Para peneliti terdiri dari MD Tanim Hasan, Shaila Zaman, Ioannis Pavlidis, dan Amanveer Wesley dari Computational Physiology Lab UH, Texas, Amerika Serikat, serta Panagiotis Tsiamyrtzis dari Mechanical Engineering Politechnico di Milano, Italia. Mereka membuat kajian bertajuk Sympathetic Activation in Deadlines of Deskbound Research - A Study in the Wild yang diterbitkan oleh Association for Computing Machinery pada Rabu (19/4/2023).
Dalam kajian tersebut, aktivasi simpatik yang dimaksud merupakan keadaan gairah fisiologis yang secara tidak sadar membuat orang berada di ujung tanduk dan sering kali menyebabkan stres. Menurut para peneliti, hal itu terjadi akibat intensitas dan durasi dalam mengejar deadline.
Jika Anda berada di bawah hujan deras sepanjang waktu atau hujan turun sedikit lebih deras, Anda tetaplah basah kuyup.
Pemaparan rumusan masalah itu disampaikan dalam Prosiding Association of Computing Machinery (ACM) Human Factors in Computing oleh Ioannis Pavlidis, Profesor Ilmu Komputer dan Direktur dari the Affective and Data Computing Laboratory UH. Berdasarkan kesepakatan, penelitian itu memantau 10 peneliti saat bekerja di kantor dalam dua hari menjelang deadline dan pada hari tanpa deadline.
”Ini adalah penelitian yang tidak mudah. Mungkin saya menggunakan perumpamaan seperti ini, jika Anda berada di bawah hujan deras sepanjang waktu atau hujan turun sedikit lebih deras, Anda tetaplah basah kuyup. Jadi, pemodelan ini menunjukan pengaruh deadline terhadap perilaku para peneliti saat bekerja,” kata Pavlidis dalam Sciencedialy.com.
Melalui kamera tersembunyi, wajah para peneliti, ekspresi wajahnya, serta gestur terekam sepanjang mereka bekerja. Aktivasi simpatik para peserta diukur setiap detik melalui kuantifikasi tingkat keringat perinasal yang dicitrakan.
Dengan menerapkan permodelan data tingkat lanjut, tim menemukan bahwa para peneliti mengalami aktivasi simpatik atau kondisi tertekan yang tinggi saat bekerja dan menunjukkan ekspresi tertantang selama ratusan jam dalam rekaman.
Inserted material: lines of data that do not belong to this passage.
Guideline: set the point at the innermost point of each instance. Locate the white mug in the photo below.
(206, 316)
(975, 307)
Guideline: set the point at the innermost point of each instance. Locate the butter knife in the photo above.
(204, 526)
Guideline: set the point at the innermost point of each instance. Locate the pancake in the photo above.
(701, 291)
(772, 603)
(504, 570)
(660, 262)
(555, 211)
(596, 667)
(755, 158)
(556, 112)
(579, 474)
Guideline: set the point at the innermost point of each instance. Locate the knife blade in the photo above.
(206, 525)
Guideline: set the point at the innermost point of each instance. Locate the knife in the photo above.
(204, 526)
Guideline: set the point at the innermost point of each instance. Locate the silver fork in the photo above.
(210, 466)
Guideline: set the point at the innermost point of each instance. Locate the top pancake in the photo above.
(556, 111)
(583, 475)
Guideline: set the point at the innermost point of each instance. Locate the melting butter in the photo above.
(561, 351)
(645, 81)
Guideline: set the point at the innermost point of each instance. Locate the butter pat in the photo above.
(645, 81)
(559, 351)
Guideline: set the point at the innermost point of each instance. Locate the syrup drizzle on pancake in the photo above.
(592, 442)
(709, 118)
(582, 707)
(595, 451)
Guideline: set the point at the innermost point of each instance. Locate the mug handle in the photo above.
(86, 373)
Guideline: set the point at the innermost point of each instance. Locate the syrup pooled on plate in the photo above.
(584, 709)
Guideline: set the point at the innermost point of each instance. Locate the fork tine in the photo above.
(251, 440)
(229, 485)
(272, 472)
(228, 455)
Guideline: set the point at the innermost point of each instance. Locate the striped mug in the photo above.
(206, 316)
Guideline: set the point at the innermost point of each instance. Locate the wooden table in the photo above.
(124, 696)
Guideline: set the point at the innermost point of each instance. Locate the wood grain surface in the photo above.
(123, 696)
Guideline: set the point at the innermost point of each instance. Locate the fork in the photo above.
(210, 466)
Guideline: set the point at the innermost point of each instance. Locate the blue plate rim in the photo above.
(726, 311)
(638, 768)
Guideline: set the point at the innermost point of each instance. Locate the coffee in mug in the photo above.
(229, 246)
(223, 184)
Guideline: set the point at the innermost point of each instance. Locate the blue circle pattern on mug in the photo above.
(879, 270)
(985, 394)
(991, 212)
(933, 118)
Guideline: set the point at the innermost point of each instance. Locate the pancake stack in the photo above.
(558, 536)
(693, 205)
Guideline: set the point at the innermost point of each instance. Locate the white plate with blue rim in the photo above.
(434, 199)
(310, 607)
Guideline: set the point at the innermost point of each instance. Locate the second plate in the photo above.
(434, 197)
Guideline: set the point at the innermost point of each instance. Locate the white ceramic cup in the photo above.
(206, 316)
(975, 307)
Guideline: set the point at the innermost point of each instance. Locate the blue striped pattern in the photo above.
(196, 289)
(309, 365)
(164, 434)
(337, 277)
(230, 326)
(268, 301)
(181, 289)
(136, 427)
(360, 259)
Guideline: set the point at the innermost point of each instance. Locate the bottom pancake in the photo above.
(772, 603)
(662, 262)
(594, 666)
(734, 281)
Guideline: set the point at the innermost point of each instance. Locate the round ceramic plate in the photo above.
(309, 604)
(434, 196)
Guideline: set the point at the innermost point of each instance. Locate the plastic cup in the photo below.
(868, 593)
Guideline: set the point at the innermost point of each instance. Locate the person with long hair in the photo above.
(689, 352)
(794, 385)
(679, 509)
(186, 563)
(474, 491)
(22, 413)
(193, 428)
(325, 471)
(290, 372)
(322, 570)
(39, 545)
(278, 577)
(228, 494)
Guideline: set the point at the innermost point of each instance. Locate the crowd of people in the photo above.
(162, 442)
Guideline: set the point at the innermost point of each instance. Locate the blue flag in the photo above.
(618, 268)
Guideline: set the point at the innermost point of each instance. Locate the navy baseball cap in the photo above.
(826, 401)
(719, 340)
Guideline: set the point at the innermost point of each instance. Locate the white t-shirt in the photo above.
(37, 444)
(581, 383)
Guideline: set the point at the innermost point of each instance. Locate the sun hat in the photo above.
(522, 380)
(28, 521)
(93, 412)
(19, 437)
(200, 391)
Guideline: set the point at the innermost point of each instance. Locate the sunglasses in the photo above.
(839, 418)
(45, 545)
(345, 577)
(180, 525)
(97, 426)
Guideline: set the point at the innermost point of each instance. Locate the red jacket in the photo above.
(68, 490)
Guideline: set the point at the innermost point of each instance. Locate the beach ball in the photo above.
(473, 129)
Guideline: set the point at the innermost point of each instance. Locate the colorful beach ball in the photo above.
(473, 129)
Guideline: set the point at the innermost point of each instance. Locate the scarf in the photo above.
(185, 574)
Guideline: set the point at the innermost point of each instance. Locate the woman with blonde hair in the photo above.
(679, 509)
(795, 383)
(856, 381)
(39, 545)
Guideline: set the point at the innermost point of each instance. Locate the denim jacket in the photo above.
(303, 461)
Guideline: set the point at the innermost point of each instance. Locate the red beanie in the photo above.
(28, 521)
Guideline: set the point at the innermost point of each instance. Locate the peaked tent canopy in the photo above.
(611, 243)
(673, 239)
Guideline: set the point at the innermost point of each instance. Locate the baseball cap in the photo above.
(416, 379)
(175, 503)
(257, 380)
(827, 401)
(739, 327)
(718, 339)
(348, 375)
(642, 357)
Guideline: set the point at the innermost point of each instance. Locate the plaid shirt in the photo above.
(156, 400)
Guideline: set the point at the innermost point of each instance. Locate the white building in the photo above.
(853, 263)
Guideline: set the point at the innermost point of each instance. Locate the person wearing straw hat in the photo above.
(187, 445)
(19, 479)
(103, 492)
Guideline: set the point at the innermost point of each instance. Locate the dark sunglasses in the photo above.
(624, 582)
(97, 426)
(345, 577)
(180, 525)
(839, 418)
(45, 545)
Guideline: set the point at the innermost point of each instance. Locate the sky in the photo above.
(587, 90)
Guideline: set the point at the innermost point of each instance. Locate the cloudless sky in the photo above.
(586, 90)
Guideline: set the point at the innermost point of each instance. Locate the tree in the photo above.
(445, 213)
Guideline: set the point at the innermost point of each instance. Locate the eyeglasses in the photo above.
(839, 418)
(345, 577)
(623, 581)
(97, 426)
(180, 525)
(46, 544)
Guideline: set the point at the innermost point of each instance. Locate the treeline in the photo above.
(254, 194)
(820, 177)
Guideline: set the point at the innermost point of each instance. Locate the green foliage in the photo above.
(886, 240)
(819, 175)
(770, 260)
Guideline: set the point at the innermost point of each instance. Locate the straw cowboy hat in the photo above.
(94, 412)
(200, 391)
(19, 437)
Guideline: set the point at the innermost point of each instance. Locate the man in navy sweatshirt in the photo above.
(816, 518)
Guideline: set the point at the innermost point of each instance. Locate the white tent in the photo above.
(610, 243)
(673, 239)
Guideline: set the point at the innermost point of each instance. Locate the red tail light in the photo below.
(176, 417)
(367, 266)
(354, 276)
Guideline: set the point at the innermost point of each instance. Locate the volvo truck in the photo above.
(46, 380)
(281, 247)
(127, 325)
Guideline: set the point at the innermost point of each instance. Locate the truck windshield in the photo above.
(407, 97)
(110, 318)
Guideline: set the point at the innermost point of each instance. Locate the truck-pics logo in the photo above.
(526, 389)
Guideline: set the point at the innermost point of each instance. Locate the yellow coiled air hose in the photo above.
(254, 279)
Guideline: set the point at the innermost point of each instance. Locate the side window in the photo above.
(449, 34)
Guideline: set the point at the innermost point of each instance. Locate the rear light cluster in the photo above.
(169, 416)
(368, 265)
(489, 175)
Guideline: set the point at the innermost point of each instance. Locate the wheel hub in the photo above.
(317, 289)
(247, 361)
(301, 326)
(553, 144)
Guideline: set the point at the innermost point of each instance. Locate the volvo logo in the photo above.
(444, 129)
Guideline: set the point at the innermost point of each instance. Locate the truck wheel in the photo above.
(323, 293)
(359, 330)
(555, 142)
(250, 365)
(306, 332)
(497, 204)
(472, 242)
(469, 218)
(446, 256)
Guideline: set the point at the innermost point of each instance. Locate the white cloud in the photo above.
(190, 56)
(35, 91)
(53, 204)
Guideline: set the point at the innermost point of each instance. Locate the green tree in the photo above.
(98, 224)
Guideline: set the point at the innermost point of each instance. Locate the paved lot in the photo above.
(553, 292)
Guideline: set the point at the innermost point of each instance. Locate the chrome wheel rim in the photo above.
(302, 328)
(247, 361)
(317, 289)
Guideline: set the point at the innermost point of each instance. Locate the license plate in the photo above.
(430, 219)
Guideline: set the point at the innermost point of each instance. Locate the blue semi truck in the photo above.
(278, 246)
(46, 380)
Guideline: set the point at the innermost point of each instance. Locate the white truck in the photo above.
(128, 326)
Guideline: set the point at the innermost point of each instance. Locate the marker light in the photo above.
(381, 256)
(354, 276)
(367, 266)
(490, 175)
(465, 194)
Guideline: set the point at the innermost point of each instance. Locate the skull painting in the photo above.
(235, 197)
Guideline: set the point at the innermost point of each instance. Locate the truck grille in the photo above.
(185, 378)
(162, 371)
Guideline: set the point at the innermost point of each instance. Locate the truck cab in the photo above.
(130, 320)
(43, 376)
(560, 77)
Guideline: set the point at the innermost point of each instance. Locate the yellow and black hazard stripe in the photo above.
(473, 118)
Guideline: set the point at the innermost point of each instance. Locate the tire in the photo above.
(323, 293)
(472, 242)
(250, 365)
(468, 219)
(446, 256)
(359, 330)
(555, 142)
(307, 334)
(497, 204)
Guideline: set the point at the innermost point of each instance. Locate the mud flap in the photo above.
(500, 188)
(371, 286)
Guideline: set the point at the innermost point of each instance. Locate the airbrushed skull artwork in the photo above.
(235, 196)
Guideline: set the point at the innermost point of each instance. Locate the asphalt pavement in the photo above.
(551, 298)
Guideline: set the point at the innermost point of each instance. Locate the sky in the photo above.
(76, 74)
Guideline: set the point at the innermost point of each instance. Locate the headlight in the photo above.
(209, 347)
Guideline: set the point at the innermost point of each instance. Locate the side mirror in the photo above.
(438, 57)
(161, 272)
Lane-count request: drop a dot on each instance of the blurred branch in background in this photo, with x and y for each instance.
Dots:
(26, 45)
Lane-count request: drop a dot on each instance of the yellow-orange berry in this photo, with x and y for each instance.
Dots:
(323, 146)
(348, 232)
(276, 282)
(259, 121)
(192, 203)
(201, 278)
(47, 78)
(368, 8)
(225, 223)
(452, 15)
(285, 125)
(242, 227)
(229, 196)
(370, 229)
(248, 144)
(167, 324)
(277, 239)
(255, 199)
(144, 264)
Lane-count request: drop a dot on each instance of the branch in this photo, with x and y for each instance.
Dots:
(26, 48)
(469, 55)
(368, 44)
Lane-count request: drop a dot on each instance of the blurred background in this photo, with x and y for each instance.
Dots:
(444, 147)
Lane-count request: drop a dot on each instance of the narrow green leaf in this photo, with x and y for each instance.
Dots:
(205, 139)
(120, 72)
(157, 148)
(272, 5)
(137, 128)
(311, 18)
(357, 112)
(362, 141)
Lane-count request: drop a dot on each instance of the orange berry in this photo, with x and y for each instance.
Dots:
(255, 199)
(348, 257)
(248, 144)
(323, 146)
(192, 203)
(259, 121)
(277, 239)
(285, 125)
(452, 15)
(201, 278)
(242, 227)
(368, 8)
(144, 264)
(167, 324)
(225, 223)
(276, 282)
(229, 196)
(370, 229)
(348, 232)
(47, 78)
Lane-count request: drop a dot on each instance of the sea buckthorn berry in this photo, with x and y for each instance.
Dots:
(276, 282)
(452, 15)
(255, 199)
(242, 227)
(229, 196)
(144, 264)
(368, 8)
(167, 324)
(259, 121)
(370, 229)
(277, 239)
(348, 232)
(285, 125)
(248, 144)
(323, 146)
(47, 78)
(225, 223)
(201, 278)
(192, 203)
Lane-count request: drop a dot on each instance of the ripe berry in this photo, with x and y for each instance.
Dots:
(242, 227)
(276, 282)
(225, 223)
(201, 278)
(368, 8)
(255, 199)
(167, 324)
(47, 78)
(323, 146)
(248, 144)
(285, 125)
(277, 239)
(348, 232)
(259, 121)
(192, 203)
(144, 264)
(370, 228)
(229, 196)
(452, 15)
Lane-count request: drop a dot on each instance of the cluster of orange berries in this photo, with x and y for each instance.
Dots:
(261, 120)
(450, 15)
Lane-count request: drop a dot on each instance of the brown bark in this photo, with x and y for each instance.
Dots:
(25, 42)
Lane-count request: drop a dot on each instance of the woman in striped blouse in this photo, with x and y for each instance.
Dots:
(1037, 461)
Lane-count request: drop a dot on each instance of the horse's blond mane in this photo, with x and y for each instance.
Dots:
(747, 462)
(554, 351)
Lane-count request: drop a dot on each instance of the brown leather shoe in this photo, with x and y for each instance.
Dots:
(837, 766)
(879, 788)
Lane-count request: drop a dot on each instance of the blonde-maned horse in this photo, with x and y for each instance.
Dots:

Yang mengejutkan lagi, aktivasi simpatik yang tinggi ini tetap sama, baik dengan maupun tanpa deadline.
Kondisi tertekan
Selain itu, penelitian ini juga menemukan aktivasi simpatik atau kondisi tertekan yang semakin meningkat saat orang menggunakan gawainya secara berlebihan dan membaca atau menulis secara produktif. Pada faktor pertama, kecanduan gawai telah mengubah perilaku manusia secara keseluruhan.
Kemudian, faktor kedua merupakan bagian yang tak terlepas dari penelitian dan tak dapat dihindari. Bagaimanapun juga, para peneliti secara otomatis seperti mengatur peningkatan aktivasi simpatik mereka secara naluriah untuk menyesuaikan frekuensi istirahat fisik.
Selanjutnya, rata-rata para peneliti akan mengambil satu kali istirahat fisik setiap dua jam. Data analisis awal juga menunjukkan, setiap peningkatan 50 persen dalam aktivasi simpatik atau kondisi tertekan, frekuensi untuk beristirahat meningkat sebanyak dua kali lipat sehingga batas-batas kerja kognitif di bawah tekanan turut meningkat.
”Dalam studi ini, kami tidak hanya memberikan wawasan baru tentang perilaku peneliti, tetapi juga menantang beberapa pandangan umum tentang deadline. Kami juga berharap agar studi naturalistik semacam ini dapat berkembang di berbagai bidang untuk menantang salah kaprah yang kerap kita yakini dalam banyak hal,” tutur Pavlidis.
Hasil akhir pada penelitian ini menunjukkan bahwa tenggat waktu secara signifikan tidak menambah beban simpatik para peneliti. Terlepas dari deadline, aktivasi simpatik para peneliti sangat terkait dengan intensitas mereka membaca dan menulis, tingkat penggunaan gawai, serta frekuensi istirahat fisik.